Lying half-asleep in my room at the Holiday Inn one night I listened to a song I hadn’t heard in twenty years. The tune was ‘Marching Through Georgia’, but the words did not belong to the American Civil War. I last heard them rising from the crowd at the Glasgow Rangers football ground, where every alternate Saturday the chant is probably bellowed still:

Hello, hello, we are the Billy Boys!
Hello, hello, we are the Billy Boys!
We’re up to our knees in Fenian blood,
Surrender or you’ll die,
For we are the Brigton Billy Boys.

I went to the window. Members of the British popular press were walking unsteadily towards the hotel. Great drinkers and pranksters, these chaps from the tabloids. Already in Gibraltar we’d enjoyed a fortnight of jokes. The first fashion was for water pistols, which to be strictly accurate was started by the men of Independent Television News (or at least it started at their party, shortly before their guests were thrown into the swimming pool). You might be sitting innocently in a bar or walking down the street when the challenge came from behind, ‘Stop, police, hands up!’ and you’d turn sharply – very much, I imagine, as Danny McCann and Mairead Farrell turned – and receive a small jet of water straight in the chest. This was the English journalists’ reconstruction of the role of the Special Air Service Regiment as executioners of the members of the Irish Republican Army. The role of the Irish Republican Army itself had to wait for the second fashionable joke. A couple of Japanese transmitter-receivers were purchased – the kind of thing strolling British policemen use, the kind of thing we’d been shown in court as an IRA bomb-detonating device – and then demonstrated whenever an evening looked as though it might close unpromisingly in an exchange of civilities. Once, at the Marina, I came across a drunken couple shouting into these machines outside a quayside restaurant. ‘Shitbag calling fuckface, shitbag calling fuckface, are you receiving me, over?’ ‘Fuckface to shitbag, fuckface to shitbag, I am receiving you, over …’ And now, two weeks into the inquest into the killings of three Irish republicans, this Orange song rolled around the lanes of Gibraltar at one in the morning. ‘Hello, hello, we are the Billy Boys … up to our knees in Fenian blood.’ The only surprise was that Englishmen seemed to know some of the words of a song born of sectarian gang-fighting in Glasgow of the 1930s. But then the English these days are a surprising race.

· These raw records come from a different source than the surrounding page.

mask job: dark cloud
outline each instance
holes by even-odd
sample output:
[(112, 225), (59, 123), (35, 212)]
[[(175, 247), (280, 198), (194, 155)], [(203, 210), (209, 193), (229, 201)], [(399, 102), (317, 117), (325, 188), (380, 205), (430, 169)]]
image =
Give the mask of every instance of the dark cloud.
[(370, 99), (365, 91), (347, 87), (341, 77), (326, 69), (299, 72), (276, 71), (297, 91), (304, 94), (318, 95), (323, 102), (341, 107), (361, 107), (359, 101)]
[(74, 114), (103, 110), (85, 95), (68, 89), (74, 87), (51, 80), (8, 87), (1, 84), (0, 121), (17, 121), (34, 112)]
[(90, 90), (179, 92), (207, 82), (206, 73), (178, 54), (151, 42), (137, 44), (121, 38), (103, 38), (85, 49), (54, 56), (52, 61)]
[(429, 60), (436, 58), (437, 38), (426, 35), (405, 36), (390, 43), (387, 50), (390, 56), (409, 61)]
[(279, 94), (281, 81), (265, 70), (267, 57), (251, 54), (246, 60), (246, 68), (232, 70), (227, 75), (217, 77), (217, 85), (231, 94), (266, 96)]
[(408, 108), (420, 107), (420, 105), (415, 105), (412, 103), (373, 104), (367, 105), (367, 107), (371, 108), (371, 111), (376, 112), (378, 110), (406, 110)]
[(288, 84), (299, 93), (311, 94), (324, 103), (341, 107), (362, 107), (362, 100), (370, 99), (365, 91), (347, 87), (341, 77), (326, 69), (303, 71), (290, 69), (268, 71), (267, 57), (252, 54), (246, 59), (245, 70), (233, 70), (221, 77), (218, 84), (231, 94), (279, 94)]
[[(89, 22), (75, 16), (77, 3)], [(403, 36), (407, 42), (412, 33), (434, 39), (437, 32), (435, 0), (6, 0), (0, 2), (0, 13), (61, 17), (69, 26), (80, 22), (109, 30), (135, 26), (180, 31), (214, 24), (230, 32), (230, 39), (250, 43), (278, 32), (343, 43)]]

I write as a Scot, and one with too much of the Protestant in him ever to empathize much with the more recent traditions of Irish republicanism, as well as an ordinary level of human feeling which precludes understanding of the average IRA bomber. But the longer I spent in Gibraltar, the more difficult it became to prop up a shaky old structure – that lingering belief in what must, for lack of a more exact phrase, be called the virtues of Britishness. Both the inquest and its setting played a part in this undermining; perhaps this is what the British government meant when it said that it feared ‘the propaganda consequences’ of such an inquiry and set up an informal cabinet sub-committee (which included Mrs Thatcher) to combat the eventuality. As it turned out – and who knows what part the informal committee played – the government need not have worried. They got the verdict they wanted, the great mass of British public opinion applauded it and the proceedings were minimally covered in the only foreign media which matter to Britain, which lie in New York and Washington. The government then pressed ahead with ‘the war to defeat the terrorist’ by banning IRA spokesmen and their political sympathizers from radio and television, where in any case they had scarcely ever appeared, and renewed attacks on the television programme that had ventured to suggest that the Gibraltar killings raised questions which needed proper investigation.